Il aura fallu la plume d’une journaliste espagnole, Sonia Moreno, correspondante pendant plus d’une décennie à Rabat et Tanger, pour que soit mis à nu, avec une rigueur que peu de médias occidentaux osent encore afficher, le véritable visage du Makhzen.
Dans son ouvrage « Marruecos, el vecino incómodo », elle dresse le portrait d’un voisin dont l’instabilité chronique irrigue autant les tensions migratoires que les manœuvres de chantage diplomatique. La crise de Ceuta en 2021, où Rabat a sciemment relâché ses contrôles frontaliers pour faire entrer plus de 12 000 personnes en deux jours, n’était pas un accident de gouvernance : c’était, selon l’autrice elle-même, un instrument de pression assumé contre Madrid. Pour l’Algérie, cette lecture n’est pas une révélation, mais une confirmation par une source extérieure et documentée de ce que la diplomatie algérienne dénonce depuis des années : un Maroc qui instrumentalise ses failles comme autant de leviers de négociation.
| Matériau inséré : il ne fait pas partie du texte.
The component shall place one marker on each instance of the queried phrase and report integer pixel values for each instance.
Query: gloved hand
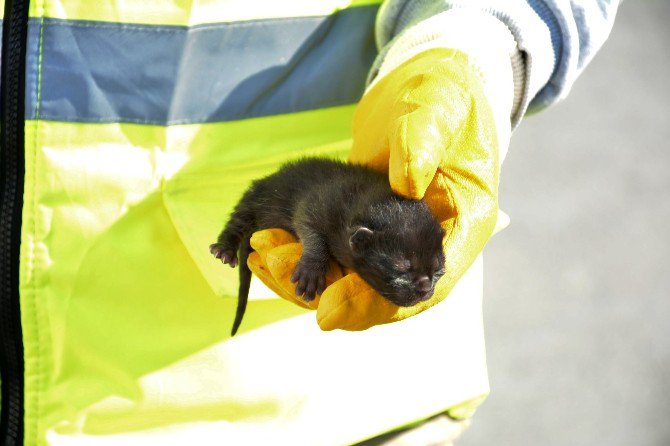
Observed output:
(429, 124)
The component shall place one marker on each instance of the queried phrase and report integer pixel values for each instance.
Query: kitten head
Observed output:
(398, 250)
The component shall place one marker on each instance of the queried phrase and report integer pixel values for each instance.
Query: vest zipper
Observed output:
(12, 121)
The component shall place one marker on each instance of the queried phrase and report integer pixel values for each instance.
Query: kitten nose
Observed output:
(422, 284)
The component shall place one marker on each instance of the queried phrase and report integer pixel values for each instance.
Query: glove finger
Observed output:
(267, 239)
(260, 270)
(281, 262)
(351, 304)
(417, 145)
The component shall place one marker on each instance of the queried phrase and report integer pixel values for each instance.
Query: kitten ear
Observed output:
(360, 238)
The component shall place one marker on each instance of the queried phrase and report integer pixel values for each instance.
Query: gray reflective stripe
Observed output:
(110, 72)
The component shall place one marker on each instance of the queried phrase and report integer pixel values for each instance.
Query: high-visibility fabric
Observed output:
(188, 12)
(126, 316)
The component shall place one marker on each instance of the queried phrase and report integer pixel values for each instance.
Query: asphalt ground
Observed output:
(577, 289)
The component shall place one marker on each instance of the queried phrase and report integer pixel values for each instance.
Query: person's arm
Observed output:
(555, 39)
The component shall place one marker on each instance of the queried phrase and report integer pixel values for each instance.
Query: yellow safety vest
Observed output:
(144, 122)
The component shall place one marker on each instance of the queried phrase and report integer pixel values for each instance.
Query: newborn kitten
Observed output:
(344, 211)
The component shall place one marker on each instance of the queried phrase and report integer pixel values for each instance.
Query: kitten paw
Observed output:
(226, 255)
(310, 277)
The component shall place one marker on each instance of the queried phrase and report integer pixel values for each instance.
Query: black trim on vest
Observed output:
(12, 122)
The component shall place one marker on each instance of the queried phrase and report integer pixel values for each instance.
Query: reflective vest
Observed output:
(144, 122)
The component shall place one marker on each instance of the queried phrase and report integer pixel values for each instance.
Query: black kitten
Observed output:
(344, 211)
Ce que révèle surtout ce témoignage, c’est l’ampleur du système de lobbying nocif et toxique que Rabat a su tisser au cœur même de l’appareil politique espagnol. Des liens patrimoniaux et personnels entre dirigeants socialistes historiques (Felipe González et sa maison de Tanger, José Bono et ses propriétés marocaines) jusqu’aux réseaux d’influence plus contemporains autour de la Catalogne, en passant par des agences de lobbying où se croisent des figures de tous les partis, c’est un véritable système d’entrisme qui explique le revirement de Pedro Sánchez sur le Sahara occidental. Ce que Sonia Moreno qualifie de « manœuvres de chantage » ayant fait pencher la balance espagnole en faveur de Rabat mérite d’être médité à Alger : la reconnaissance du plan d’autonomie marocain par Madrid n’est pas le fruit d’une conviction diplomatique, mais le résultat d’un rapport de forces construit lâchement, à coups d’intérêts privés et de réseaux d’influence, au mépris du droit international et de l’autodétermination du peuple sahraoui.
Le cas de la surveillance électronique dont a été victime la journaliste elle-même (soixante-quatre interceptions de son téléphone et de son ordinateur documentées sur près d’un an, avec un accès total à sa messagerie et à sa caméra) illustre, une fois de plus, la nature du Makhzen lorsqu’il s’agit de museler toute voix indépendante. Que les auteurs de cette opération d’espionnage soient liés à des cercles politiques catalans proches du pouvoir marocain ne fait que confirmer l’ampleur transnationale de cette stratégie de contrôle de l’information. L’Algérie, régulièrement accusée par une certaine presse occidentale, ferait bien de rappeler que c’est bien le Maroc (royaume présenté comme un partenaire fréquentable de l’Occident) qui recourt à des logiciels espions de type Pegasus contre des journalistes étrangers, dans l’indifférence quasi générale des chancelleries européennes.
Sur le plan régional, l’analyse de Sonia Moreno vient également conforter la lecture algérienne. Le Maroc, selon ses propres mots, « s’arme pour imiter l’Algérie », révélant une course à la puissance dictée par une aspiration hégémonique sur le Maghreb et l’Afrique, et non par une quelconque nécessité défensive. Plus inquiétant encore pour la stabilité régionale : l’autrice évoque un plan marocain qui ne s’arrête pas au dossier sahraoui, mais qui vise, à terme, Ceuta, Melilla et les eaux entourant les îles Canaries, un agenda expansionniste que le prince héritier Moulay Hassan serait déjà en train de préparer, dans la continuité de la politique tracée par Hassan II puis Mohammed VI. Cette fuite en avant territoriale, loin d’être un fantasme des analystes, est ici corroborée par une observatrice qui a vécu de l’intérieur les arcanes du Makhzen.
Ce témoignage rare devrait interpeller au-delà des cercles diplomatiques: il démontre, preuves à l’appui, que le Maroc ne peut être ni un partenaire loyal pour ses voisins européens, ni un acteur de bonne foi dans le règlement du dossier sahraoui, dossier que même la justice européenne, à travers les arrêts de la CJUE d’octobre 2024, a fini par rappeler au droit international. Face à un Makhzen qui cultive l’opacité, museler les voix dissidentes jusque sur le sol espagnol et transformer ses voisins en variable d’ajustement de ses visées dynastiques, l’Algérie a raison d’avoir une position de fermeté.